The true path forward for human liberation and ecological survival does not lie in authoritarian state socialism, nor in an unchecked libertarian individualism. It lies in building deeply democratic, cooperative, ecological communities—a vision best embodied in communalism, as advanced by Murray Bookchin. This is the most radical and genuinely progressive form of leftism, because it centers people, community, and the environment together.
The failures of Marxist-Leninism, Stalinism, and Maoism are historical facts. These authoritarian models crushed individual freedom, elevated bureaucratic elites, and often devastated local communities. They treated people as instruments for a supposedly greater future, while building centralized power structures that betrayed the very idea of socialism. Their environmental record is equally damning—extractivist, productivist, and heedless of ecological limits.
Why they fail:
- Elevate state over community.
- Replace capitalism’s bosses with party bosses.
- Treat ecosystems as raw material for industrial might.
- Build hierarchy, not solidarity.
On the other hand, some anarchist currents reduce everything to individual autonomy, ignoring how deeply we rely on each other and the natural world.
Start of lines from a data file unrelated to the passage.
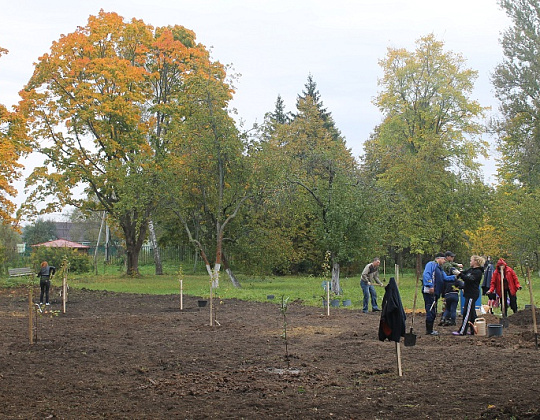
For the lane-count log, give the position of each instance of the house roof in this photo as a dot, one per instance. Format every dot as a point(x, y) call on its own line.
point(62, 243)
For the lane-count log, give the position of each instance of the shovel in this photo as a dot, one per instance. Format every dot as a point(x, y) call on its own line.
point(503, 298)
point(410, 337)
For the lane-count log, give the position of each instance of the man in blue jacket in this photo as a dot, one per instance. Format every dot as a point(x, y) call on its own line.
point(432, 282)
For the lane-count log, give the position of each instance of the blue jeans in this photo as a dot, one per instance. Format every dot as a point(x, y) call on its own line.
point(430, 302)
point(369, 291)
point(451, 301)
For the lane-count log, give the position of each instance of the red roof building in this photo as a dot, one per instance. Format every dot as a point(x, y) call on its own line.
point(63, 243)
A vision that lets everyone do “whatever they want” can fracture solidarity, fail to coordinate defense against oppressive forces, and overlook the necessity of collective stewardship of resources and ecosystems.
Why they fail:
- Risk fragmenting into isolated collectives without broader coordination.
- Can ignore structural obligations to support the vulnerable.
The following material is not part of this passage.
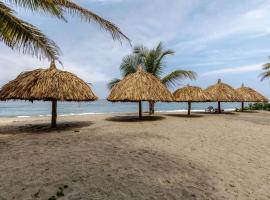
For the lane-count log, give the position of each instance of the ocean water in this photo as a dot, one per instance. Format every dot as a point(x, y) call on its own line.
point(40, 108)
- Sometimes dismiss the need for durable, accountable institutions that can safeguard the commons.
Communalism—especially as articulated by Bookchin—seeks to transcend this false dichotomy. It champions direct democracy at the municipal level, where people govern themselves through popular assemblies, federated together to address wider needs. It is grounded in the love of people, community, and the living earth. It envisions a libertarian socialist society rooted not in isolated individual whims, nor in oppressive state planning, but in free and ecological cooperation.
People: Builds a society where everyone can flourish, participate directly, and shape the conditions of their lives.
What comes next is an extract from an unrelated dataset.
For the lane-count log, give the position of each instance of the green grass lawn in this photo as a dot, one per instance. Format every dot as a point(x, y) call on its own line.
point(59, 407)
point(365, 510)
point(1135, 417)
Community: Ensures decisions are made collectively and transparently, fostering mutual care and shared responsibility.
Environment: Recognizes our inseparability from nature, embedding ecological principles into the heart of politics.
Communalism is the highest expression of leftism because it does not abandon structure—it rebuilds it on a foundation of popular self-management and ecological ethics. It does not abandon individual freedom—it secures it through communal institutions that guarantee participation, equality, and environmental sanity. This is not the “middle ground” of compromise, but the synthesis of our deepest needs: freedom, solidarity, and harmony with the earth.
We must reject both the cold authoritarianism of state socialists and the atomized individualism of ultra-libertarian anarchists. In their place, we should build loving, participatory, ecological communities that federate to shape a just world for all. This is the path of communalism—the most radical, humane, and necessary leftism of all.